Fire at Waynesboro homeless shelter 'suspicious' and 'preventable,' authorities say

April 21, 2008|By JENNIFER FITCH

WAYNESBORO, Pa. -- Two firefighters were trapped in New Hope Shelter on Saturday morning as the building burned, displacing nine people and leaving the facility shuttered amid an arson investigation.

New details of the fire emerged Monday as Waynesboro police worked with the local fire marshal to investigate the blaze that officials say started in mattresses and box springs propped between the back of the shelter and a large trash container.

"This was definitely a preventable fire. ... This should have never happened," Fire Marshal Jerry Hartman said.

Hartman, who has closed the shelter in the past, repeatedly said he is "frustrated" when talking about recurring fire code violations at the shelter. One that became a major issue over the weekend was a stairwell door blocked by a bookcase.

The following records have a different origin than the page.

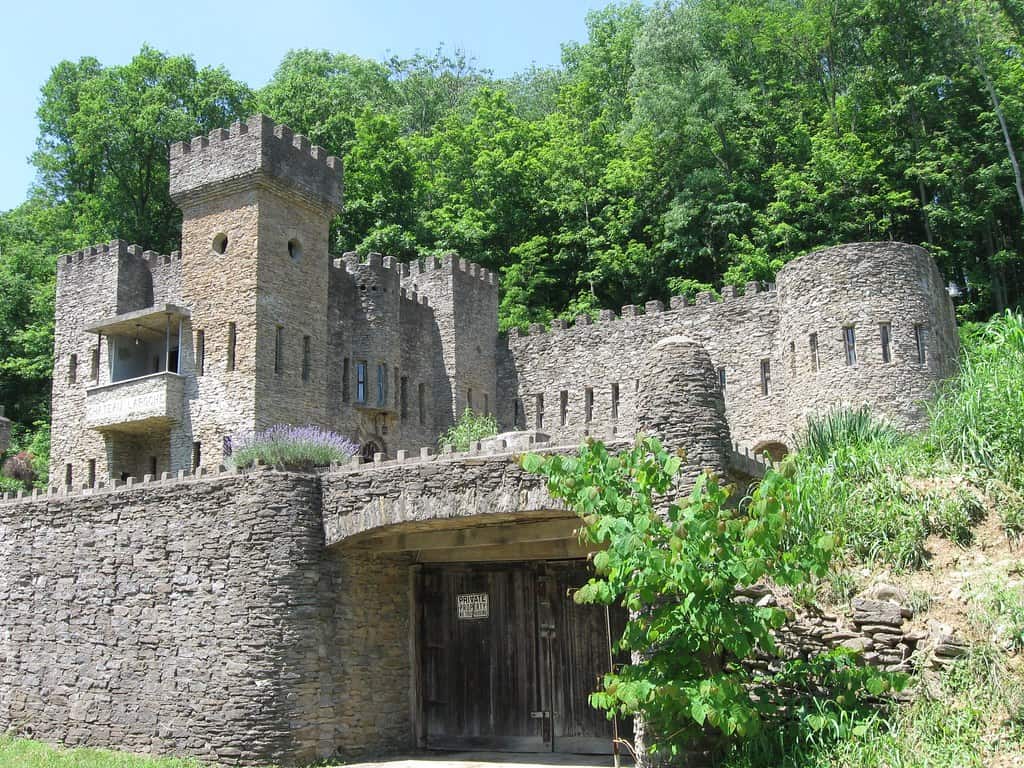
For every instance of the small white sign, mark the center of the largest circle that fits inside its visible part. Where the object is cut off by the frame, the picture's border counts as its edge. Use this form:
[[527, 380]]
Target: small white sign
[[474, 605]]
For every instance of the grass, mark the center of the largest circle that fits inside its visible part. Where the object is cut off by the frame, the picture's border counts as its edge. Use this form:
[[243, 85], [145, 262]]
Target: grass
[[24, 753], [886, 494]]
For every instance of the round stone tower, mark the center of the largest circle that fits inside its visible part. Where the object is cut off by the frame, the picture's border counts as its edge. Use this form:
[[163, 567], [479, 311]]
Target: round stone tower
[[864, 323], [679, 401], [376, 345]]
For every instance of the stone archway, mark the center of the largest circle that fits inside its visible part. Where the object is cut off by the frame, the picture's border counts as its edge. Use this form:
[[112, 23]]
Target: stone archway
[[775, 450]]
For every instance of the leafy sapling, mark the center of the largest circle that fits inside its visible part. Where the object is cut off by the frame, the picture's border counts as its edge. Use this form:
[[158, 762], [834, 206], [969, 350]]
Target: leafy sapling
[[678, 565]]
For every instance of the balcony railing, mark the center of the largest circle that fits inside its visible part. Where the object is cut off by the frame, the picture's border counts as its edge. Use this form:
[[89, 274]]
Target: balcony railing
[[144, 402]]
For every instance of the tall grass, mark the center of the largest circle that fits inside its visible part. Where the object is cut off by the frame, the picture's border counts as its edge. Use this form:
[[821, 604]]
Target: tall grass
[[883, 493], [844, 429], [978, 418]]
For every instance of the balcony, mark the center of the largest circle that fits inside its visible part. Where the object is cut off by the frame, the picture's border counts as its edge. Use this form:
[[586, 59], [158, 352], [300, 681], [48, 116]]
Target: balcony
[[138, 404]]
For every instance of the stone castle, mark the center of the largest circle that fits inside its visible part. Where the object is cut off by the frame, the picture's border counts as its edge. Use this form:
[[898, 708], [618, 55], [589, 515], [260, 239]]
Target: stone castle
[[158, 602], [161, 360]]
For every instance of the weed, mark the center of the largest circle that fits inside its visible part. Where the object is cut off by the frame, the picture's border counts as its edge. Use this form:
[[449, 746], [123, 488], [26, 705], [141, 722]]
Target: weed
[[470, 427]]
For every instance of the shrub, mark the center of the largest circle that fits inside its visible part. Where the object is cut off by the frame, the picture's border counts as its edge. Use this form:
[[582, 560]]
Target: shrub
[[470, 427], [286, 446], [20, 468], [676, 564]]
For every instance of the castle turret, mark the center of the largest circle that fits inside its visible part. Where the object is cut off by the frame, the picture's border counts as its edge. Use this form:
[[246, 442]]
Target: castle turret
[[864, 324], [257, 202], [680, 402], [464, 299]]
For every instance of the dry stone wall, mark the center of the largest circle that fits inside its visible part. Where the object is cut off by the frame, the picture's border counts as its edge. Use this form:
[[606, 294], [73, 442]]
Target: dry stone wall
[[240, 619], [198, 617], [759, 344]]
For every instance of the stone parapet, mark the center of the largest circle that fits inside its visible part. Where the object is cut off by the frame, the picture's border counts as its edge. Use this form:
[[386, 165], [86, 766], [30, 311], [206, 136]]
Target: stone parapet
[[257, 147]]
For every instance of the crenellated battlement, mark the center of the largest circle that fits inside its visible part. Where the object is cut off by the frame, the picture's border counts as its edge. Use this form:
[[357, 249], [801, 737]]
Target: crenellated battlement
[[226, 159], [118, 249], [450, 263], [730, 298]]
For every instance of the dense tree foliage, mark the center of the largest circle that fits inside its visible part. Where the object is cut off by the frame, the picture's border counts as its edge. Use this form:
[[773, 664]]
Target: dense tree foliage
[[682, 145]]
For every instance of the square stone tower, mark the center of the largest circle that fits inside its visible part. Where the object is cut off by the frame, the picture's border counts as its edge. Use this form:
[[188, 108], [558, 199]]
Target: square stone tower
[[257, 202]]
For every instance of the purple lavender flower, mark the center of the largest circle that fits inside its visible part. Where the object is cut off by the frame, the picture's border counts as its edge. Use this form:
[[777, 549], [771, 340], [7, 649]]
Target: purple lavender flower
[[288, 446]]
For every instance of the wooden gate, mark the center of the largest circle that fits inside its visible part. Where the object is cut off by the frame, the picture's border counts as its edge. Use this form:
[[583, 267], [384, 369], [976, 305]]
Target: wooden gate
[[509, 659]]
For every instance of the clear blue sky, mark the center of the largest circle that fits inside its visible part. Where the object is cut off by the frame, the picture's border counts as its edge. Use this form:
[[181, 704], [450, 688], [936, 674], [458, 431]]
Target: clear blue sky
[[250, 38]]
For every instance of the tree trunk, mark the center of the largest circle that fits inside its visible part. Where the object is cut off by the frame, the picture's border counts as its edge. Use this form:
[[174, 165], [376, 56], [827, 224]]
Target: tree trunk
[[1006, 131]]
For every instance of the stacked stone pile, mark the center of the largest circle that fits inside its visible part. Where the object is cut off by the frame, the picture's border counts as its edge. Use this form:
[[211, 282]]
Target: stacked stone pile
[[878, 629]]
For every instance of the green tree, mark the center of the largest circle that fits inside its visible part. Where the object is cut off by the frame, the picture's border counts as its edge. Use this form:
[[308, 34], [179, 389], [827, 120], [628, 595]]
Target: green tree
[[380, 190], [677, 565], [105, 136], [323, 94]]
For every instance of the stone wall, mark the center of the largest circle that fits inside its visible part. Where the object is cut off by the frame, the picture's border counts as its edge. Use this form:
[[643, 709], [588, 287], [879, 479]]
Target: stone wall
[[862, 287], [184, 619], [243, 619]]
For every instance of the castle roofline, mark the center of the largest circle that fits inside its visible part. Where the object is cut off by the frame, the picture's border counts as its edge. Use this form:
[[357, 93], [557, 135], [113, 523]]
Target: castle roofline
[[256, 148]]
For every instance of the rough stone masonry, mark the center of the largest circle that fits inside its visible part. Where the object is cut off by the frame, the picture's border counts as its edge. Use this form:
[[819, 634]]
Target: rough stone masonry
[[155, 603]]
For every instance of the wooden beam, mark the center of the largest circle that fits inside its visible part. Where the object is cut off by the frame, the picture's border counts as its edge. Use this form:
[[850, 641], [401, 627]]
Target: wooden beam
[[552, 550], [481, 536]]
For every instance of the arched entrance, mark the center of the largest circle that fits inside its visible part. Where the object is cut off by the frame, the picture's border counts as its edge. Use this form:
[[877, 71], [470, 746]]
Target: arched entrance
[[776, 451], [369, 449]]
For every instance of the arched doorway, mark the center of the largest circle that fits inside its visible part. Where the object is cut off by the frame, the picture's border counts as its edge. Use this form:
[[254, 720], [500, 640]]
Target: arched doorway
[[775, 451], [369, 449]]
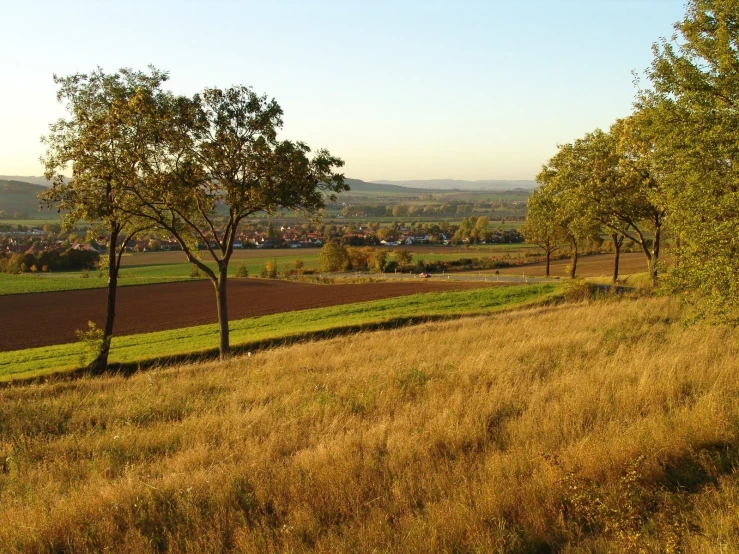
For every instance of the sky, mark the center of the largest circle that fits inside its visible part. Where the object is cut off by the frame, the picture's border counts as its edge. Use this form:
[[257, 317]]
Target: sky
[[400, 90]]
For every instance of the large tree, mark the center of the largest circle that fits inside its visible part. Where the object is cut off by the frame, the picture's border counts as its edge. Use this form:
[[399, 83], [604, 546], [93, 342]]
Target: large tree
[[693, 112], [218, 162], [105, 139], [560, 181], [614, 172]]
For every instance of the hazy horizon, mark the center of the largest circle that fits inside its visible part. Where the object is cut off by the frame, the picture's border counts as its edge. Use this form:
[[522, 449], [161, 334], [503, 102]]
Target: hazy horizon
[[399, 90]]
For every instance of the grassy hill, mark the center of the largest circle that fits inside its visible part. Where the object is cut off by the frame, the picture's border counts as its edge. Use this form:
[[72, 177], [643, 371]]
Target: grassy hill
[[17, 197], [458, 184], [603, 427]]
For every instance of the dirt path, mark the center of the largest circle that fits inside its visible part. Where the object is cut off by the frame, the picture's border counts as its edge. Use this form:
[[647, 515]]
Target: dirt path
[[30, 320]]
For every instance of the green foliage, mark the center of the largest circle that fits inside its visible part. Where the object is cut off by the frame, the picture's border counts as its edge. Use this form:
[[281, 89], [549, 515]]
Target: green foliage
[[269, 270], [691, 115]]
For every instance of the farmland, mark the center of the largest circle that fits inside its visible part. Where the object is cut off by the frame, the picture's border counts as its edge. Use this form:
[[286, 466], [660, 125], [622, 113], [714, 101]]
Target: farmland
[[187, 341], [165, 267], [52, 318]]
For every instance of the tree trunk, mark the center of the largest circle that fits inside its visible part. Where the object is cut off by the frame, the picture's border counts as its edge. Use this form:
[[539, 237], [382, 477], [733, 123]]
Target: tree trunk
[[100, 363], [573, 264], [220, 286], [655, 254], [617, 245]]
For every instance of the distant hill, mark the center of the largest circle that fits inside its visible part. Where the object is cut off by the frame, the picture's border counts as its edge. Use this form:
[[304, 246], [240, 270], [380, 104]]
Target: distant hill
[[18, 199], [452, 184], [356, 185]]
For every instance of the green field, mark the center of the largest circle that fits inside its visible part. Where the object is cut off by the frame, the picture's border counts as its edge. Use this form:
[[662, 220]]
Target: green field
[[138, 269], [204, 338]]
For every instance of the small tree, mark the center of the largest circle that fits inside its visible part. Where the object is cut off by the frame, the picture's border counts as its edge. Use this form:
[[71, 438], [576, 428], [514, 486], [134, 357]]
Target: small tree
[[541, 227], [104, 140], [403, 257], [219, 162]]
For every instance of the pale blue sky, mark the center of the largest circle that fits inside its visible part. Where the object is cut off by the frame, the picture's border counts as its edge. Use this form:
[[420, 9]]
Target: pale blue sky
[[399, 90]]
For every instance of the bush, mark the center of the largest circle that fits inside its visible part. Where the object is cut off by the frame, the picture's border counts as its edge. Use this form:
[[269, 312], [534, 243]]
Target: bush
[[269, 270]]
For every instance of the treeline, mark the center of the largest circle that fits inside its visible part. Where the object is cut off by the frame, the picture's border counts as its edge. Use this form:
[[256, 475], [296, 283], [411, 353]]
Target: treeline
[[672, 167], [49, 260]]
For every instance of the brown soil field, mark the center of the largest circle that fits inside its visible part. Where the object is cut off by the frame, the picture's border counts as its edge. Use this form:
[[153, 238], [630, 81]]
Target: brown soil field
[[595, 265], [43, 319]]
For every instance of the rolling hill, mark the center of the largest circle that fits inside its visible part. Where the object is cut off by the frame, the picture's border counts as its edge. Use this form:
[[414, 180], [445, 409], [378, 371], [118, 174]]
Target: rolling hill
[[18, 199], [456, 184]]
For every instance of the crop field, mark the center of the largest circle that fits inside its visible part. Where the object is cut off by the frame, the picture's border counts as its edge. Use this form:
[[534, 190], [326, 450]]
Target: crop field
[[595, 265], [294, 323], [601, 427], [52, 318], [147, 268]]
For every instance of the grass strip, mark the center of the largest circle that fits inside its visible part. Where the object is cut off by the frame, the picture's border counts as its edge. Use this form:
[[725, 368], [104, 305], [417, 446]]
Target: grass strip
[[203, 339]]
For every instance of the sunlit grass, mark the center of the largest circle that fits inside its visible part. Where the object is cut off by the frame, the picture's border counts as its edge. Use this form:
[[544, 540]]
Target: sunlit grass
[[192, 340], [590, 428]]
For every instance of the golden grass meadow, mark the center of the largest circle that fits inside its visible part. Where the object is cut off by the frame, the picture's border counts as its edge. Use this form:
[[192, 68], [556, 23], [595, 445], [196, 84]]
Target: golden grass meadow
[[605, 426]]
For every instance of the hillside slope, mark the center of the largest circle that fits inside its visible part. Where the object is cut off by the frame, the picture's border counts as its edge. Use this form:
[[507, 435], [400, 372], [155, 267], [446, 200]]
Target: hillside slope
[[607, 427], [19, 198]]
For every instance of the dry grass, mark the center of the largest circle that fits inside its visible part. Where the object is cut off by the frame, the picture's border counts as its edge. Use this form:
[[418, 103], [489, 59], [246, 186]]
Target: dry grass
[[604, 427]]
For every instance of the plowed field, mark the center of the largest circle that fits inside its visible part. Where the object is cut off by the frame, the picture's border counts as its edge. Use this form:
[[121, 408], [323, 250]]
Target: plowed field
[[29, 320]]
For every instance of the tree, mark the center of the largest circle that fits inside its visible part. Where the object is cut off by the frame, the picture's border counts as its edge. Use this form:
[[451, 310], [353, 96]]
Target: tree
[[691, 115], [105, 139], [560, 180], [541, 227], [613, 172], [219, 162]]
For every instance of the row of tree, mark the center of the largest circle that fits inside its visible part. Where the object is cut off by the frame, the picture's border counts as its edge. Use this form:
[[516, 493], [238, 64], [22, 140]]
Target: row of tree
[[672, 165], [144, 159]]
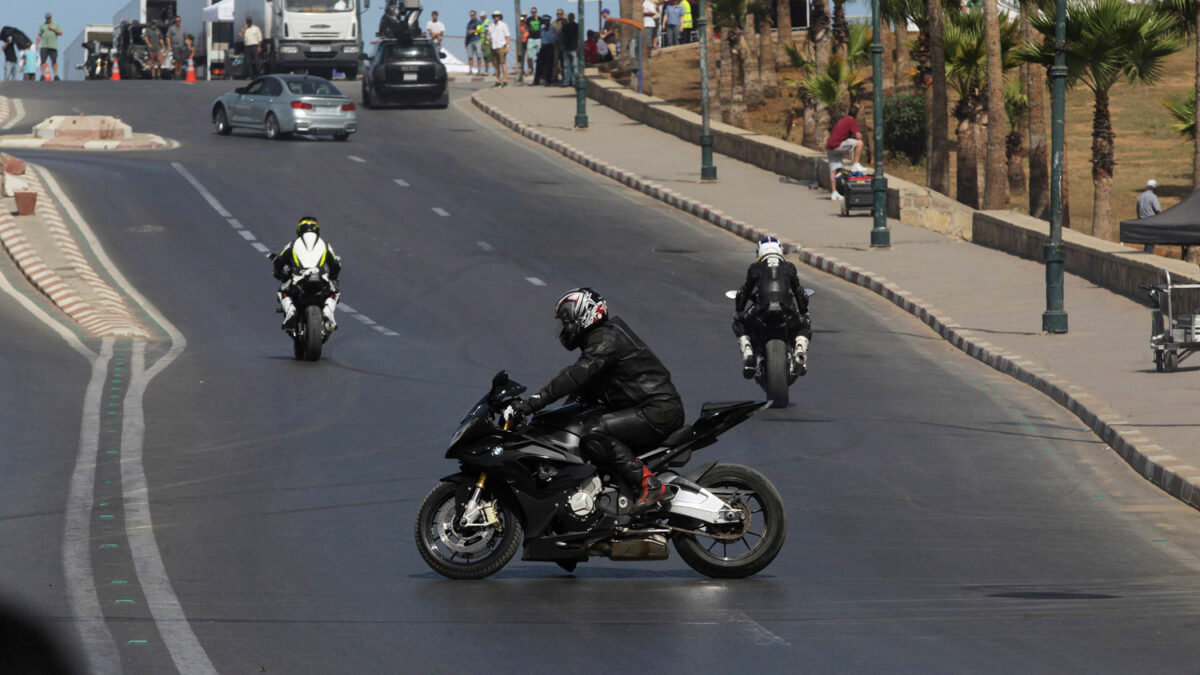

The basement thrift store's door into the stairwell automatically locks, which Hartman said would be fine had the upper floor door not been blocked. In the past, that matter resulted in violation notices, temporary corrections and subsequent violations.


A pair of firefighters crawling through the smoke entered the stairwell from downstairs and ended up trapped.

"If this fire had gotten into the main building itself, I would've lost two guys," Hartman said.

The blaze -- reported at 6:03 a.m. by shelter residents running to the nearby fire hall -- destroyed an exterior wall and part of the roof. It reached the kitchen.

"In another five minutes, the fire would've gotten into the main part of the building," Hartman said.

"Right now it's undetermined on how it started, but it's definitely suspicious," said Mike Bock, a sergeant with the Waynesboro Police Department.

In addition to felony charges of arson, the culprit could face a host of charges, including criminal mischief, risking a catastrophe and reckless endangerment, according to Bock.

One count would be filed for each person in the building when the fire broke out, he said.

"People being what they are today cause problems, which is what happened Saturday," Hartman said.

On Monday, shelter officials were awaiting word from insurance company representatives concerning their next steps.

"Our thrift shop is going to be closed, and that generates $2,500 to $3,000 a month for us," said Brad Sell, president of the New Hope board of directors.

The work ahead includes repairs to portions of the electrical system housed in the damaged walls, as well as bringing the building up to fire and construction codes, an effort Hartman said could be extensive for the "dinosaur of a building." He said shutting the building down completely has afforded him and the town's building inspector better say in what needs to happen.

That might include installing thousands of dollars worth of sprinklers and, definitely establishing an alarm system directly connected to the county 911 center, Hartman said.

The latter change would address the fire marshal's pet peeve.

Hartman said an agreement was in place that a responsible party would be on duty 24 hours to call 911 in an emergency. That apparently failed, he said, because the fire department was alerted by residents banging on the door that morning.

"What if someone got hurt or died because no one was there, because we were out on another call? ... They're not going to open again out there until their alarm system goes straight to county" (dispatchers), Hartman said.

The shelter's board of directors has talked about installing an alarm system, Sell said.

Hartman said shelter officials also will have to get rid of combustible materials on the shelter's unused upper floors.

Mike Cermak, who inspects buildings through a contract with Accredited Services, said his issues will be with the roof and north and east walls that have been burned.

Cermak plans to allow temporary power flow at the building for use by contractors.

Hartman closed the shelter in September 2003 for fire code violations and received criticism then because Tropical Storm Isabel was bearing down on the region at the time. Shelter officials have closed New Hope voluntarily at times since then for renovations.

Sell estimated that it will be at least two months before New Hope opens again, but expressed confidence that it will reopen.

"I think the community realizes we do good work, and there's need for a shelter. Until the building itself is repaired, we cannot operate as a shelter," Sell said, noting that the best way for the community to help now would be to send cash donations.

Nine people from the shelter were staying with family, friends and other area homeless facilities after the fire. The shelter opened in the late 1990s.